Let's try $\mathbf{u}=(1,0)^\top$. This projection simply gives us the height of twin 1 shown in orange below. The sum of squares is shown in the title.

mypar(1,1)
plot(t(Y), xlim=thelim, ylim=thelim,
     main=paste("Sum of squares :",round(crossprod(Y[1,]),1)))
abline(h=0)
apply(Y,2,function(y) segments(y[1],0,y[1],y[2],lty=2))
points(Y[1,],rep(0,ncol(Y)),col=2,pch=16,cex=0.75)

Can we find a direction with higher variability? How about:

$\mathbf{u} =\begin{pmatrix}1\-1\end{pmatrix}$ ? This does not satisfy $\mathbf{u}^\top\mathbf{u}= 1$ so let's instead try $\mathbf{u} =\begin{pmatrix}1/\sqrt{2}\-1/\sqrt{2}\end{pmatrix}$

u <- matrix(c(1,-1)/sqrt(2),ncol=1)
w=t(u)%*%Y
mypar(1,1)
plot(t(Y),
     main=paste("Sum of squares:",round(tcrossprod(w),1)),xlim=thelim,ylim=thelim)
abline(h=0,lty=2)
abline(v=0,lty=2)
abline(0,-1,col=2)
Z = u%*%w
for(i in seq(along=w))
  segments(Z[1,i],Z[2,i],Y[1,i],Y[2,i],lty=2)
points(t(Z), col=2, pch=16, cex=0.5)

This relates to the difference between twins, which we know is small. The sum of squares confirms this.

Finally, let's try:

$\mathbf{u} =\begin{pmatrix}1/\sqrt{2}\1/\sqrt{2}\end{pmatrix}$

u <- matrix(c(1,1)/sqrt(2),ncol=1)
w=t(u)%*%Y
mypar()
plot(t(Y), main=paste("Sum of squares:",round(tcrossprod(w),1)),
     xlim=thelim, ylim=thelim)
abline(h=0,lty=2)
abline(v=0,lty=2)
abline(0,1,col=2)
points(u%*%w, col=2, pch=16, cex=1)
Z = u%*%w
for(i in seq(along=w))
  segments(Z[1,i], Z[2,i], Y[1,i], Y[2,i], lty=2)
points(t(Z),col=2,pch=16,cex=0.5)

This is a re-scaled average height, which has higher sum of squares. There is a mathematical procedure for determining which $\mathbf{v}$ maximizes the sum of squares and the SVD provides it for us.

The principal components

The orthogonal vector that maximizes the sum of squares:

$$(\mathbf{u}_1^\top\mathbf{Y})^\top(\mathbf{u}_1^\top\mathbf{Y})$$

$\mathbf{u}_1^\top\mathbf{Y}$ is referred to as the first PC. The weights $\mathbf{u}$ used to obtain this PC are referred to as the loadings. Using the language of rotations, it is also referred to as the direction of the first PC, which are the new coordinates.

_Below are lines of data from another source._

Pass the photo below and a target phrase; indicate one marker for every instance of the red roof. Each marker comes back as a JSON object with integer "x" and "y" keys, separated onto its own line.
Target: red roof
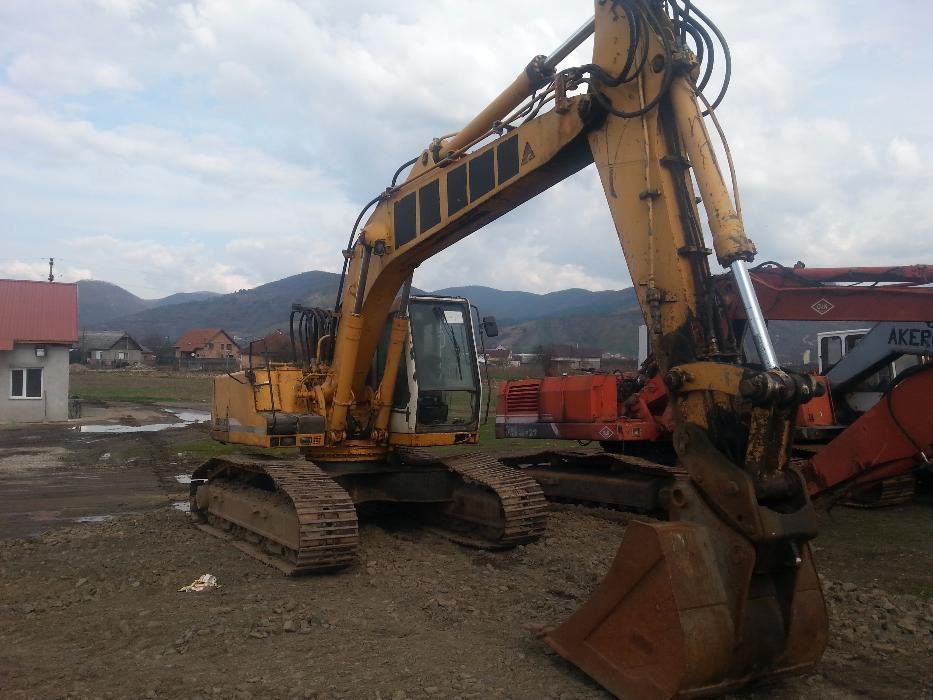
{"x": 197, "y": 338}
{"x": 38, "y": 312}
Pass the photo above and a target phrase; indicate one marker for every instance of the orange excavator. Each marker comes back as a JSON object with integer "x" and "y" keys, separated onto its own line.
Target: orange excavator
{"x": 861, "y": 440}
{"x": 723, "y": 593}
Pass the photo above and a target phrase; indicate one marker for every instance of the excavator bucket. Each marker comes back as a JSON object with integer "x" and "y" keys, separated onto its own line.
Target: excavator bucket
{"x": 668, "y": 622}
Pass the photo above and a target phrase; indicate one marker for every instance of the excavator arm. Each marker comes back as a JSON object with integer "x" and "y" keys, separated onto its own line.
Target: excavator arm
{"x": 727, "y": 592}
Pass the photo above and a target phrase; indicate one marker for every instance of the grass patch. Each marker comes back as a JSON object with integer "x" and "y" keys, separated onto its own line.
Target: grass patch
{"x": 140, "y": 388}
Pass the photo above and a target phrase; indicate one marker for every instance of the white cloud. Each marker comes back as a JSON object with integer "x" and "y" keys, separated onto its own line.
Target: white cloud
{"x": 192, "y": 144}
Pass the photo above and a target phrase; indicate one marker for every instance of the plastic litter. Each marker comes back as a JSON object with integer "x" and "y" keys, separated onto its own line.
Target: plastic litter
{"x": 202, "y": 583}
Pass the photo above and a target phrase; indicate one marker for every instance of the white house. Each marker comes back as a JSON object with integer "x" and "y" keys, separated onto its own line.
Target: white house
{"x": 38, "y": 325}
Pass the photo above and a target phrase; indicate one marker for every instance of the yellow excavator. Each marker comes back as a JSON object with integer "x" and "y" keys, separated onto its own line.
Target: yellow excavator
{"x": 725, "y": 591}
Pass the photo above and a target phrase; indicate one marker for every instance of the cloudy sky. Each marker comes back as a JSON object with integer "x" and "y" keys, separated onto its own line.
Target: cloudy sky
{"x": 217, "y": 144}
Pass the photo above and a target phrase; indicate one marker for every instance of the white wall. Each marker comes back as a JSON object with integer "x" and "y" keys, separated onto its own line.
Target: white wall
{"x": 54, "y": 402}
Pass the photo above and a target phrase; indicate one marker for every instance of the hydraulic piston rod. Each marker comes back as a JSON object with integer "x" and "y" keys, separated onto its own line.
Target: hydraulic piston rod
{"x": 756, "y": 319}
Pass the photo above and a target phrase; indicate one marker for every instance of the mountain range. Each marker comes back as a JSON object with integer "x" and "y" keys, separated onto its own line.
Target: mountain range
{"x": 605, "y": 320}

To obtain the second PC, we repeat the exercise above, but for the residuals:

$$\mathbf{r} = \mathbf{Y} - \mathbf{u}_1^\top \mathbf{Yv}_1 $$

The second PC is the vector with the following properties:

$$ \mathbf{v}_2^\top \mathbf{v}_2=1$$

$$ \mathbf{v}_2^\top \mathbf{v}_1=0$$

and maximizes $(\mathbf{rv}_2)^\top \mathbf{rv}_2$.

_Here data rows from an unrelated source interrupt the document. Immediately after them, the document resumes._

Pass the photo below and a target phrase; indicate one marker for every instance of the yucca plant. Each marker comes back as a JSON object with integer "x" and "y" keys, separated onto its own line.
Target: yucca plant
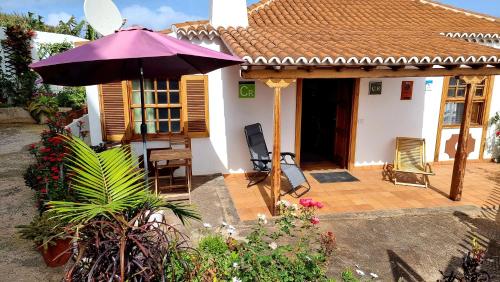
{"x": 113, "y": 218}
{"x": 109, "y": 184}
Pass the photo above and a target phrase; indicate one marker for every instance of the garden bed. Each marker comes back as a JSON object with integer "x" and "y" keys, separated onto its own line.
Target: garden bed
{"x": 15, "y": 115}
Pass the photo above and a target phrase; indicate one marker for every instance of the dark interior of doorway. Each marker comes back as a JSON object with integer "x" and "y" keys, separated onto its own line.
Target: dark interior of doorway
{"x": 326, "y": 122}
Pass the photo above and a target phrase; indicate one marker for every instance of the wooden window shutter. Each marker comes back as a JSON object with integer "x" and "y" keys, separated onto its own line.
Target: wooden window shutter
{"x": 194, "y": 95}
{"x": 114, "y": 111}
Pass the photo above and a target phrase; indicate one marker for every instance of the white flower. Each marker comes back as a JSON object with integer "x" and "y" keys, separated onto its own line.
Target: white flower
{"x": 273, "y": 245}
{"x": 283, "y": 202}
{"x": 262, "y": 218}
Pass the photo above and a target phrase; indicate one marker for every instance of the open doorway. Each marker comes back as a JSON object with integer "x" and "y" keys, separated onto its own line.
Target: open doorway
{"x": 326, "y": 122}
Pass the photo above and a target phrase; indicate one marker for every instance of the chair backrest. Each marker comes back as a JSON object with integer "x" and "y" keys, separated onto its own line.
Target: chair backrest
{"x": 410, "y": 153}
{"x": 257, "y": 146}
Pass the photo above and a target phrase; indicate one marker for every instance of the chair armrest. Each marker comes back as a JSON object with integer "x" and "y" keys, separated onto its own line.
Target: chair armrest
{"x": 428, "y": 168}
{"x": 260, "y": 160}
{"x": 288, "y": 154}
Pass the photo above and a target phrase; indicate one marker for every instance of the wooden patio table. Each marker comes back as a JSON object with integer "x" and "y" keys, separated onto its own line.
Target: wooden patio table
{"x": 173, "y": 158}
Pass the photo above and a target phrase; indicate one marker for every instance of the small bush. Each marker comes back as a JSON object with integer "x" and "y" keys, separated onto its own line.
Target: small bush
{"x": 73, "y": 97}
{"x": 213, "y": 244}
{"x": 43, "y": 104}
{"x": 289, "y": 250}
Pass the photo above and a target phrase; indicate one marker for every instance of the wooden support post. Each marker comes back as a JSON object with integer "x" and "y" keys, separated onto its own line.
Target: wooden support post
{"x": 277, "y": 85}
{"x": 457, "y": 181}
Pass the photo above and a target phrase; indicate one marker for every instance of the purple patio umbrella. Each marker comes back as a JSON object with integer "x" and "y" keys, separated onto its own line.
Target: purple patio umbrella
{"x": 133, "y": 53}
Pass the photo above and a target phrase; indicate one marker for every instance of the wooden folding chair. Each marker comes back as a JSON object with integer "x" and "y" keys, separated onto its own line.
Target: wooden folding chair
{"x": 410, "y": 159}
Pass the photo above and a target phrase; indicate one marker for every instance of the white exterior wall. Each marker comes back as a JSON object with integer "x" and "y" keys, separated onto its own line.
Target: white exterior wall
{"x": 382, "y": 118}
{"x": 48, "y": 37}
{"x": 225, "y": 151}
{"x": 490, "y": 151}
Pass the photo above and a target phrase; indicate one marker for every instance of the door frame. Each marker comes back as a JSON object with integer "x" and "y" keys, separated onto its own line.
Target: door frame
{"x": 351, "y": 152}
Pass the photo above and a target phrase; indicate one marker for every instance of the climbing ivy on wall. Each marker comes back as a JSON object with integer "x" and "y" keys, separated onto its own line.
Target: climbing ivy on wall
{"x": 18, "y": 81}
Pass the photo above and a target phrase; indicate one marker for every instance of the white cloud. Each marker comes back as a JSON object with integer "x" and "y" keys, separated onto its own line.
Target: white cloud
{"x": 30, "y": 4}
{"x": 54, "y": 18}
{"x": 157, "y": 19}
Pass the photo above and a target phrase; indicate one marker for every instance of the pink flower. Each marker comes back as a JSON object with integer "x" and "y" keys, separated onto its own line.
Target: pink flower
{"x": 306, "y": 202}
{"x": 315, "y": 220}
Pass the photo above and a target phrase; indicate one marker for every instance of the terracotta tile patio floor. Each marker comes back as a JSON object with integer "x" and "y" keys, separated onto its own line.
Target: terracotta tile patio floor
{"x": 373, "y": 192}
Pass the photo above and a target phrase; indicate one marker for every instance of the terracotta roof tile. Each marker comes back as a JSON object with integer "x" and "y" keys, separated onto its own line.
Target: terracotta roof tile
{"x": 335, "y": 32}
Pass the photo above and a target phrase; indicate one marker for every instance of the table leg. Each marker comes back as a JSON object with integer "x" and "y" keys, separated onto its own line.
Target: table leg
{"x": 188, "y": 177}
{"x": 156, "y": 178}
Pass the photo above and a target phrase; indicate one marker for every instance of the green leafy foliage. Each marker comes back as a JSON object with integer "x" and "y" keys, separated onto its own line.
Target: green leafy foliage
{"x": 47, "y": 177}
{"x": 43, "y": 230}
{"x": 28, "y": 21}
{"x": 290, "y": 250}
{"x": 43, "y": 104}
{"x": 73, "y": 97}
{"x": 121, "y": 229}
{"x": 107, "y": 184}
{"x": 71, "y": 26}
{"x": 17, "y": 83}
{"x": 46, "y": 50}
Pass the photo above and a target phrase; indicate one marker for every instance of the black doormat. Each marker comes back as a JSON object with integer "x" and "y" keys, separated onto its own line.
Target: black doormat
{"x": 334, "y": 177}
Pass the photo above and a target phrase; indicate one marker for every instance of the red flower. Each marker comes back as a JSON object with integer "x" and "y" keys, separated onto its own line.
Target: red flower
{"x": 306, "y": 202}
{"x": 315, "y": 220}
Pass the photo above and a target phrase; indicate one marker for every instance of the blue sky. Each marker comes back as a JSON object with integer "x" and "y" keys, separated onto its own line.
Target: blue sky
{"x": 160, "y": 14}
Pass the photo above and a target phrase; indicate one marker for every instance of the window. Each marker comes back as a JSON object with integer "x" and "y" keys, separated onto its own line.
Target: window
{"x": 455, "y": 102}
{"x": 163, "y": 106}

When $Y$ is $N \times m$ we repeat to find 3rd, 4th, ..., m-th PCs.

prcomp

We have shown how to obtain PCs using the SVD. However, R has a function specifically designed to find the principal components. In this case, the data is centered by default. The following function:

pc <- prcomp( t(Y) )

produces the same results as the SVD up to arbitrary sign flips:

s <- svd( Y - rowMeans(Y) )
mypar(1,2)
for(i in 1:nrow(Y) ){
  plot(pc$x[,i], s$d[i]*s$v[,i])
}

The loadings can be found this way:

pc$rotation

which are equivalent (up to a sign flip) to:

s$u

The equivalent of the variance explained is included in the:

pc$sdev

component.

We take the transpose of Y because prcomp assumes the previously discussed ordering: units/samples in row and features in columns.